# Topics > Favorite Routes in North America >  Driving solo from Atlanta to Brooklyn--and scared of mountains! Help!

## Renee77

Hi, I am a woman driving solo from Atlanta to Brooklyn in the coming days (holiday weekend anyone? yikes!) and I'd like to take the quickest, "safest" route (as in gas stations, rest stops/areas, etc.) Oh, and I plan to take two days to do this drive. I drove 95S from NYC to Savannah, and the DC-VA corridor was HELLISH. I'd like to avoid that altogether on the way back North, and the research I've been seeing online says the 85N to 77N to 81N to 78E is a great alternative route but will I be driving through mountains? I once drove through mountains from Nashville to Atlanta, and I was terrified. Is it the same kind of mountainous drive? Any help is appreciated. Thank you! (Oh, and for a bonus, I'd like to take the Verrazono Bridge into BK, but as a NYer, that's the least of my worries.)

----------


## DonnaR57

Welcome to RTA!  

I can attest and reassure you that I-81 north is a gorgeous and non-terrifying drive!  Interstates are built to specific regulations in grading and structure.  In most cases, you'll never know that you are "in the mountains". You may get a clue that you're going to go downhill when truckers are advised to check their brakes, or "6% grade ahead" sign comes up.  (That's the maximum grade allowed, I believe, on an interstate highway.) 

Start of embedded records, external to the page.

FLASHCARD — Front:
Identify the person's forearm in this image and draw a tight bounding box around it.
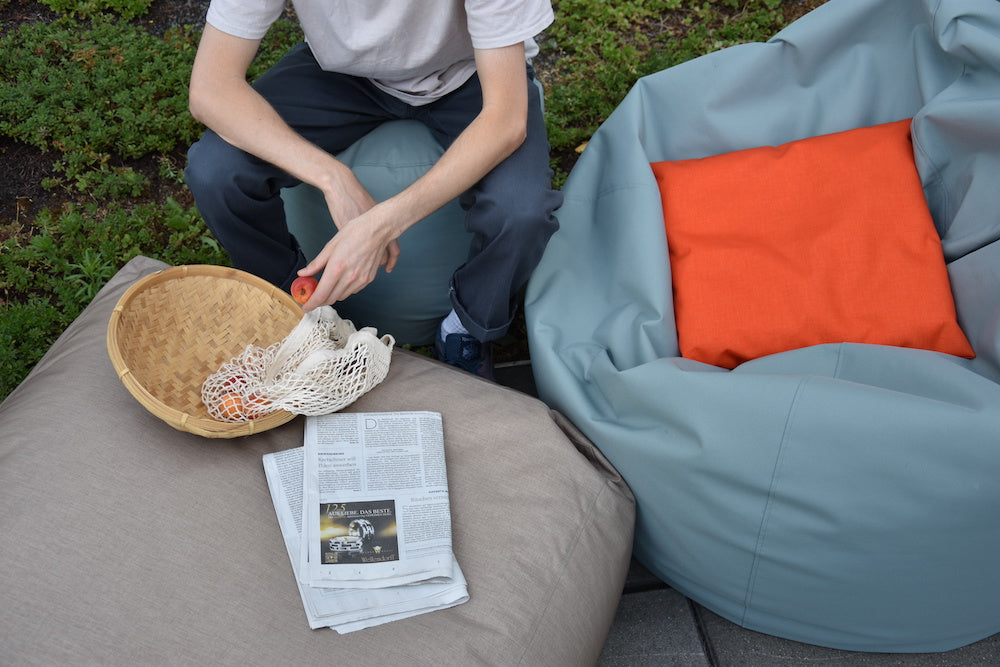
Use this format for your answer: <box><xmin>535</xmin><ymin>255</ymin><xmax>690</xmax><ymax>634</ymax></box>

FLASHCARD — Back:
<box><xmin>380</xmin><ymin>103</ymin><xmax>524</xmax><ymax>237</ymax></box>
<box><xmin>368</xmin><ymin>45</ymin><xmax>528</xmax><ymax>237</ymax></box>
<box><xmin>189</xmin><ymin>25</ymin><xmax>349</xmax><ymax>200</ymax></box>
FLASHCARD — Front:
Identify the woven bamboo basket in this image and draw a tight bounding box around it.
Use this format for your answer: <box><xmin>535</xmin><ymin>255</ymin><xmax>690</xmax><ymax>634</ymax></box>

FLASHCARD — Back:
<box><xmin>107</xmin><ymin>265</ymin><xmax>302</xmax><ymax>438</ymax></box>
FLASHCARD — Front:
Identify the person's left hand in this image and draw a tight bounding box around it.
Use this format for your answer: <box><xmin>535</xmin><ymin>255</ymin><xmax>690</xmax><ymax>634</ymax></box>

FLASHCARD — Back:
<box><xmin>298</xmin><ymin>206</ymin><xmax>399</xmax><ymax>312</ymax></box>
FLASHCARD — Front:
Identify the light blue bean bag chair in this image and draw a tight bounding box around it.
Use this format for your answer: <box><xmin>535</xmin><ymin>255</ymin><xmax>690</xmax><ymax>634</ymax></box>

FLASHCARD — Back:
<box><xmin>281</xmin><ymin>79</ymin><xmax>544</xmax><ymax>345</ymax></box>
<box><xmin>526</xmin><ymin>0</ymin><xmax>1000</xmax><ymax>652</ymax></box>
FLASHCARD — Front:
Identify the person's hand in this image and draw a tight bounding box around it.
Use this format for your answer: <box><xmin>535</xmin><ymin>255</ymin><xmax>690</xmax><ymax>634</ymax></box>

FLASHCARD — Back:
<box><xmin>298</xmin><ymin>208</ymin><xmax>399</xmax><ymax>312</ymax></box>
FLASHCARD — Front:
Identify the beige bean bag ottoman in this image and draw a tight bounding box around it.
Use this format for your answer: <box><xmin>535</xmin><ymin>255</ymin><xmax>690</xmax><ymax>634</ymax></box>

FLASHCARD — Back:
<box><xmin>0</xmin><ymin>257</ymin><xmax>634</xmax><ymax>665</ymax></box>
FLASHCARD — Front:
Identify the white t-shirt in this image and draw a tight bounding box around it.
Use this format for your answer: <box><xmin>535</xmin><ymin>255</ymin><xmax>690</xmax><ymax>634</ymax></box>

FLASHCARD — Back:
<box><xmin>207</xmin><ymin>0</ymin><xmax>553</xmax><ymax>105</ymax></box>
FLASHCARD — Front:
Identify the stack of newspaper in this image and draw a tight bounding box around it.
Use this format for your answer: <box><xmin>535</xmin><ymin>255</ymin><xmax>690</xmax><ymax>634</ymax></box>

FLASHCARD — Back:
<box><xmin>264</xmin><ymin>412</ymin><xmax>469</xmax><ymax>633</ymax></box>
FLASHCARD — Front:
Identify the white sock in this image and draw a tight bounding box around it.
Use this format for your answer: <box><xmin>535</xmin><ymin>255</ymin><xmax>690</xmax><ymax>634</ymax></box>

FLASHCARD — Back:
<box><xmin>441</xmin><ymin>310</ymin><xmax>469</xmax><ymax>340</ymax></box>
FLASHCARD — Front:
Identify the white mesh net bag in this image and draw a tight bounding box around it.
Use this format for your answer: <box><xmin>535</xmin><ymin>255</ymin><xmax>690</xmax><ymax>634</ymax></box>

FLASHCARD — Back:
<box><xmin>201</xmin><ymin>306</ymin><xmax>396</xmax><ymax>422</ymax></box>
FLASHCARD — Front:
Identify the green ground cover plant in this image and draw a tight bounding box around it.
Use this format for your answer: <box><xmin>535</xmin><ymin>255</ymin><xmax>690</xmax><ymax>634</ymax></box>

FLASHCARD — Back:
<box><xmin>0</xmin><ymin>0</ymin><xmax>823</xmax><ymax>399</ymax></box>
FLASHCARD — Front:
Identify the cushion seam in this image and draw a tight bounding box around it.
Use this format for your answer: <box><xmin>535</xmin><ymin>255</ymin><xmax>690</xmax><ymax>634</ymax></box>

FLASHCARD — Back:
<box><xmin>740</xmin><ymin>378</ymin><xmax>808</xmax><ymax>626</ymax></box>
<box><xmin>517</xmin><ymin>481</ymin><xmax>609</xmax><ymax>665</ymax></box>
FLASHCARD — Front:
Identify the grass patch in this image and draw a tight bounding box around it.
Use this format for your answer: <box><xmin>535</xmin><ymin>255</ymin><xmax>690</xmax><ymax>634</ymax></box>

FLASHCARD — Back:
<box><xmin>0</xmin><ymin>0</ymin><xmax>822</xmax><ymax>399</ymax></box>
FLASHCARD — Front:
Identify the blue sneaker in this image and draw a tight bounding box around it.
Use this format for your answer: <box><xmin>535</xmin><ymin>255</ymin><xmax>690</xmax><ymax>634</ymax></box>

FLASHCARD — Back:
<box><xmin>434</xmin><ymin>334</ymin><xmax>494</xmax><ymax>380</ymax></box>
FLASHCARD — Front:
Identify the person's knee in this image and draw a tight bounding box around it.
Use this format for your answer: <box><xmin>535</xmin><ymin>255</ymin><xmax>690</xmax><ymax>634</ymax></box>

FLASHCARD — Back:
<box><xmin>184</xmin><ymin>130</ymin><xmax>242</xmax><ymax>198</ymax></box>
<box><xmin>499</xmin><ymin>189</ymin><xmax>562</xmax><ymax>247</ymax></box>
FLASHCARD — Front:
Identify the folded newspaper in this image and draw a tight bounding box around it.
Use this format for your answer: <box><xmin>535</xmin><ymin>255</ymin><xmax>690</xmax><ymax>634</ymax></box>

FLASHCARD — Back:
<box><xmin>264</xmin><ymin>412</ymin><xmax>469</xmax><ymax>633</ymax></box>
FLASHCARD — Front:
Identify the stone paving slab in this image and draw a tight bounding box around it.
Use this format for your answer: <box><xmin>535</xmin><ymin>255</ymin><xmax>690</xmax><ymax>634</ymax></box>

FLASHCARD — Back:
<box><xmin>496</xmin><ymin>362</ymin><xmax>1000</xmax><ymax>667</ymax></box>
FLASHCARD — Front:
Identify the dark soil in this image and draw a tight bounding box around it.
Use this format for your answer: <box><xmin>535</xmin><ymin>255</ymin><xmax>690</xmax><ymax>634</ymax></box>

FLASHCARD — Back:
<box><xmin>0</xmin><ymin>0</ymin><xmax>825</xmax><ymax>230</ymax></box>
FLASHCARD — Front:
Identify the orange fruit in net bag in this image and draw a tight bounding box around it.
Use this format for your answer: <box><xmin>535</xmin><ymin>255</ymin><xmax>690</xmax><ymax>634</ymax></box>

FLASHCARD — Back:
<box><xmin>219</xmin><ymin>391</ymin><xmax>245</xmax><ymax>421</ymax></box>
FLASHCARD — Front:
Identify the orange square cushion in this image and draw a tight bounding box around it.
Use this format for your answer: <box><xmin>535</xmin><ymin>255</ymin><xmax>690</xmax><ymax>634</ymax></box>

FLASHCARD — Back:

As far as "safest area" is concerned, use the same instincts and common sense that you'd use when you are in an unfamiliar area. If it seems wrong, don't stop there.  I've driven solo many times.  If I pull into a rest area and there are only one or two others there, I sail right on through -- safety in numbers. I try to use populated fuel stations for the same reasons.  Most of the time I use that rule when I pull into a restaurant, but admit to breaking my own rule when it comes to that simply because there are employees there (and they are people too).  


Donna

----------


## glc

Donna, if she was terrified driving from Nashville to Atlanta, she will be terrified on I-77.  Perhaps I-75 to Chattanooga to I-40 through Knoxville to I-81 would be easier.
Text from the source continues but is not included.